Cordros Capital Limited, a Lagos-based investment group, has said Naira will continue on a stable curve through the remaining months of this year, although the slowdown in the catalytic oil sector could dampen overall economic growth.
In its fourth quarter economic outlook, Cordros Capital stated that elevated dollar sale by the Central Bank of Nigeria (CBN) will persist on the back of sustained pent-up foreign exchange demand occasioned by continued offshore sell-offs.
Analysts at Cordros Capital however noted that increased CBN inflow driven by higher crude oil price and prospects of $2.8 billion Eurobond, combined with strong foreign exchange reserves, currently at some $43.9 billion, would provide the apex bank with the back-up to sustain foreign exchange stability.
“We believe the CBN has more than enough legroom to keep the naira at current level through the rest of the year,” Cordros Capital stated.
The investment banking group however cut its Gross Domestic Products (GDP) growth projection for 2018 to 1.9 per cent, citing slower-than-previously expected oil sector growth, flood-induced cutback in agriculture output, and the absence of structural reforms to propel sturdy manufacturing sector growth even as the forex market remains stable.
“With the gains from base effect already dissipated, together with our expected higher month-on-month inflation over fourth quarter 2018 compared to 2017, we expect the year-on-year headline Consumer Price Index (CPI) to sustain upward trajectory through the rest of the year. We now look for headline CPI of 11.54 per cent year-on-year in September and 12.71 per cent in December, with full year 2018 average of 12.37 per cent,” Cordros Capital stated.
Inflation had resumed uptick in August 2018 as the impact of base effect induced gains waned. Notably, amidst sustained forex stability, the renewed pressure stemmed from food inflation which jumped 31 basis points to 13.16 per cent on year-on-year basis, while core inflation sustained its deceleration, driven by stable energy and electricity prices.
According to analysts, going forward, the efforts of the Federal Government at ensuring continued cease-fire in the Niger-Delta region – especially with elections around the corner – combined with improved oil production following the lifting of force majeure on Forcados, will aid rebound in oil GDP.

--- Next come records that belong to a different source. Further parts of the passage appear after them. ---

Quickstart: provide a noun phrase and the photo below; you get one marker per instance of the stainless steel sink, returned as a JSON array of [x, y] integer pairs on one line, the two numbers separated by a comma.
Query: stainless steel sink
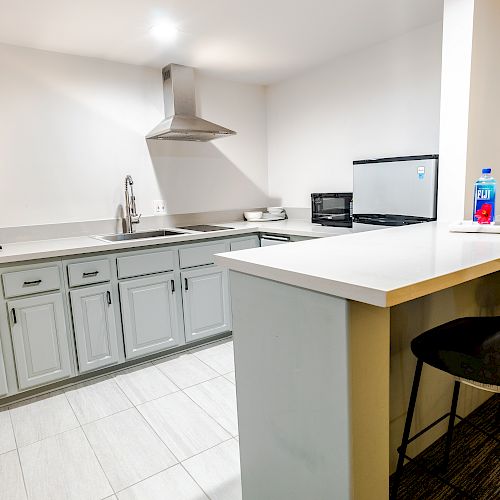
[[139, 235]]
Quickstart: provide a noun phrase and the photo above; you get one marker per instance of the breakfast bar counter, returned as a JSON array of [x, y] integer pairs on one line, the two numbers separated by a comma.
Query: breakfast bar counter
[[321, 333]]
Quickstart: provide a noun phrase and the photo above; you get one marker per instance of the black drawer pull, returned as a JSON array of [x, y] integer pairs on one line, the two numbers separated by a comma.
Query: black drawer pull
[[32, 283], [91, 274]]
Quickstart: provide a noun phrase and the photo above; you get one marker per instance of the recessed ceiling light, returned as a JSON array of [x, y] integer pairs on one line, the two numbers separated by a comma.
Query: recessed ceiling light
[[164, 31]]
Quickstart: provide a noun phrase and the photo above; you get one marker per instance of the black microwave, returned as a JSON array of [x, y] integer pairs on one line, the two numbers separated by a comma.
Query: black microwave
[[332, 209]]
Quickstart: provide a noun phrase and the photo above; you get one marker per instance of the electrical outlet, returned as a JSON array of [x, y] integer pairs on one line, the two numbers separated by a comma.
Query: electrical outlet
[[159, 207]]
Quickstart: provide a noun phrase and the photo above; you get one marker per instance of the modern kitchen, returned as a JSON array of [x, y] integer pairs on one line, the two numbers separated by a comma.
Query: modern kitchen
[[249, 250]]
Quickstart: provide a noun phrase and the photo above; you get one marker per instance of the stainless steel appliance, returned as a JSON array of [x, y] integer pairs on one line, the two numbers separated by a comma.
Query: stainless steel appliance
[[332, 209], [395, 191], [181, 122]]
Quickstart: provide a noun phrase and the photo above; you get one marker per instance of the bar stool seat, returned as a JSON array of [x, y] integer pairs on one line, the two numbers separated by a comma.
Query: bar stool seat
[[466, 348]]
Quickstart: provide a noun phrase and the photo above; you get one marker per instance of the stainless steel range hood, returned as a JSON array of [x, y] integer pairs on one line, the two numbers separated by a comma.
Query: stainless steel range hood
[[181, 122]]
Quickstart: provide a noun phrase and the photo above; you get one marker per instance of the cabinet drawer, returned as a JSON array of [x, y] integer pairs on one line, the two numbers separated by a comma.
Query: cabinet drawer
[[86, 273], [201, 255], [43, 279], [146, 263]]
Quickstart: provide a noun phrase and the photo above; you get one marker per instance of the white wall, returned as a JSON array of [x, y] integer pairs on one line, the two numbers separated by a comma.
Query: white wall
[[484, 107], [455, 90], [382, 101], [72, 127]]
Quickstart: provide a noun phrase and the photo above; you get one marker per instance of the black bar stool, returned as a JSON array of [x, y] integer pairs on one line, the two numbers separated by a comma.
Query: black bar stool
[[468, 349]]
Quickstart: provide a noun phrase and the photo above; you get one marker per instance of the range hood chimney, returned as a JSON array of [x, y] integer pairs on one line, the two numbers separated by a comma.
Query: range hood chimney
[[181, 122]]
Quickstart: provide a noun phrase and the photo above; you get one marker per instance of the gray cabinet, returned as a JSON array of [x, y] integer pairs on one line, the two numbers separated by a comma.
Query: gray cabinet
[[40, 339], [149, 314], [94, 326], [205, 297], [3, 378]]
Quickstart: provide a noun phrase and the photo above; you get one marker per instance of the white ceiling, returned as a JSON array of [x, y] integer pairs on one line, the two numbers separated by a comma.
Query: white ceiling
[[258, 41]]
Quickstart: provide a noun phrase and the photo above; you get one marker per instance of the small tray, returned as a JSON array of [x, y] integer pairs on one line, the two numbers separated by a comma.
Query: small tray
[[468, 226]]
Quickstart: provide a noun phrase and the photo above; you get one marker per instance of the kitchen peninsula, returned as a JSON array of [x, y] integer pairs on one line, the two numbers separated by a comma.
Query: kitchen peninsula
[[315, 326]]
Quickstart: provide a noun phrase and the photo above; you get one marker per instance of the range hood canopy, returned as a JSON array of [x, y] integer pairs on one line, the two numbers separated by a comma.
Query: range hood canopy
[[181, 122]]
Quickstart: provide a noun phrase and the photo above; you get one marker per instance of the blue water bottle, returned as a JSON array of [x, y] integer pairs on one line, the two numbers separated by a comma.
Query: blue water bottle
[[484, 198]]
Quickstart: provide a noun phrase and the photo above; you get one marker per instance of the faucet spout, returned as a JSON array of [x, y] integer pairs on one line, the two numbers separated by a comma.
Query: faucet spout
[[131, 215]]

Cordros Capital expected crude production to average 2.00mb/d through the rest of year, hinged on expected crude production ramp up in the Trans-Forcados Terminal which has already resumed activities. Against that backdrop, analysts projected oil GDP growth of 1.5 per cent year-on-year and 2.5 per cent year-on-year for third quarter 2018 and fourth quarter 2018 respectively.
On the other hand, crop and livestock outputs are expected to remain pressured, with the herdsmen and farmers clash largely unresolved, and exacerbated by the recent reported cases of flooding in the food producing areas. The reverberating effect will continue to drag Agriculture GDP. However, sustained momentum of Service GDP, combined with strong Construction GDP, is expected to neuter sluggish Agriculture GDP, with knock-on effect driving strong non-oil GDP. On Service sector, ICT and Transportation sector will dictate the pace of growth, with ICT playing the lead role. Specifically, for ICT, analysts estimate that active subscribers for voice and data usage over third quarter 2018 surged 15.7 per cent and 13.0 per cent respectively.
“Overall, we project non-oil GDP growth of 1.87 per cent year-on-year and 2.08 per cent year-on-year for third quarter 2018 and fourth quarter 2018 respectively. On balance, we now look for third quarter 2018 and fourth quarter 2018 GDP growth of 1.83 per cent year-on-year, leaving full-year2018 estimate at 1.9 per cent as against 0.82 per cent in 2017,” Cordros Capital stated.